The construction of the Kaliwa Dam was awarded to the Chinese firm, China Energy, under the Official Development Assistance scheme.
The contract signing between China Energy and the Metropolitan Waterworks and Sewerage System (MWSS) for the dam projects component of its New Centennial Water Source Project (NCWSP) will be witnessed by Chinese President Xi Jinping when he visits the country this month, reports said.
Metro water supply
On its website, the MWSS said NCWSP would involve the construction of a dam at Kaliwa River (Laiban Dam), and a smaller dam (Kaliwa Dam) downstream to maximize the water supply, and to ensure short- and long-term supply for Metro Manila and its nearby areas.
The project would submerge parts of the Sierra Madre in Tanay town, Rizal; and General Nakar and Infanta towns in Quezon.
The dam is expected to flood a watershed area of 9,700 hectares and affect 1,465 families, according to studies conducted by SSMNA.
Groups opposing the project also fear that it will endanger more than 100,000 lives once the dam is built.
‘Baseless’
“While Manila is now preparing for the ‘Big One’ earthquake [at] Marikina West Valley Fault, the proposed . . . Kaliwa Dam will be constructed within a zone of two active tectonics—the Philippine Fault Zone and the Valley Fault System,” the groups said in the letter.

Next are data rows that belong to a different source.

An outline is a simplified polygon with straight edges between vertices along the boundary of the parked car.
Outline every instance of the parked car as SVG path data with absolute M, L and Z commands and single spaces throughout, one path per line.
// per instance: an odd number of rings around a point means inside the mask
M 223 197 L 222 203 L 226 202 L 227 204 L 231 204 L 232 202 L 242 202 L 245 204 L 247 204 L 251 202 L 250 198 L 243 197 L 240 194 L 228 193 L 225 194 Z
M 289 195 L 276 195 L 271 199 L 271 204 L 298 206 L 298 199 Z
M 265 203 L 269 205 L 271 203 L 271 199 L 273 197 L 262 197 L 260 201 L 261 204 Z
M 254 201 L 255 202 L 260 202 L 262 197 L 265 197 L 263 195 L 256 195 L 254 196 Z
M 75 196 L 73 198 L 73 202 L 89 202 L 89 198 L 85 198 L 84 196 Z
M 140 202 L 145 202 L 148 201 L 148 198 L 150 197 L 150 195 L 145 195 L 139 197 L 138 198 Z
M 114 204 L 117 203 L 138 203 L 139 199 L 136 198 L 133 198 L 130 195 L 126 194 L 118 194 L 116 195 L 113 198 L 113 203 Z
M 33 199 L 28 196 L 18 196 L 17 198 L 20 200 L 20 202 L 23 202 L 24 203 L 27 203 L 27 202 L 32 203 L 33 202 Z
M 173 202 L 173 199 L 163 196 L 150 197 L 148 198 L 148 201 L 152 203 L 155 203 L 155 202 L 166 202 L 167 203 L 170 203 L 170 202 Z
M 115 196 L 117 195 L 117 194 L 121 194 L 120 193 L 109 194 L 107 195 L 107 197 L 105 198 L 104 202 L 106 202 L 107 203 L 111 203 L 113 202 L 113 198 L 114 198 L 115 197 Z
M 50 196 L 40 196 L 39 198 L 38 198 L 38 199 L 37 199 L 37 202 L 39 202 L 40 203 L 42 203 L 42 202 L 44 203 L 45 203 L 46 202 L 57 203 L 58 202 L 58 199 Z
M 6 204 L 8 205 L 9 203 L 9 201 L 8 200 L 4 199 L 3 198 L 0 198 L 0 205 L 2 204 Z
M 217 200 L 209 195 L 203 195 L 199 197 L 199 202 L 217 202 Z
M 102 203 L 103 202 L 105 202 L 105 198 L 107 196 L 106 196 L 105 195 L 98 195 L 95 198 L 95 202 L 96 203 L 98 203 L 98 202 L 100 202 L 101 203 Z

They said the Philippine Fault Zone “has a potential to cause very high seismic activity, as what have been recorded in the July 18, 1880 earthquake where the old churches of Infanta and Mauban towns in Quezon province and Manila Cathedral were devastated.”
But in a television interview this week, MWSS Administrator Reynaldo Velasco said the fear of dam critics was baseless.
“It’s only in their minds. This [project] will be handled by consultants who will really look up the proper construction for the dam,” Velasco said.
Transparency
Fr. Pete Montallana, SSMNA chair, urged government agencies to strictly observe transparency, saying the project threatened human lives and the natural habitat of indigenous peoples.
“Put the welfare of the people of today and of the next generation over and above any monetary considerations,” said Montallana, also coordinator of the Indigenous Peoples Apostolate of the Prelature of Infanta.
Ramcy Astoveza, Agta tribe chieftain and a commissioner of the National Commission on Indigenous Peoples, said their tribe would not issue its free prior and informed consent to the project.
“The dam project is a matter of life and death for us. Once we allow the dam inside our natural habitat, what would follow is the death of our tribe,” Astoveza said in an earlier interview.
The MWSS has long been pushing for the construction of the dam projects to address a projected water crisis in Metro Manila.
But Montallana, citing a study from groups led by Freedom from Debt Coalition, said: “Metro Manila’s water crisis has nothing to do with a deficit in water supply, and everything to do with wasteful water management practices.” —Delfin T. Mallari Jr.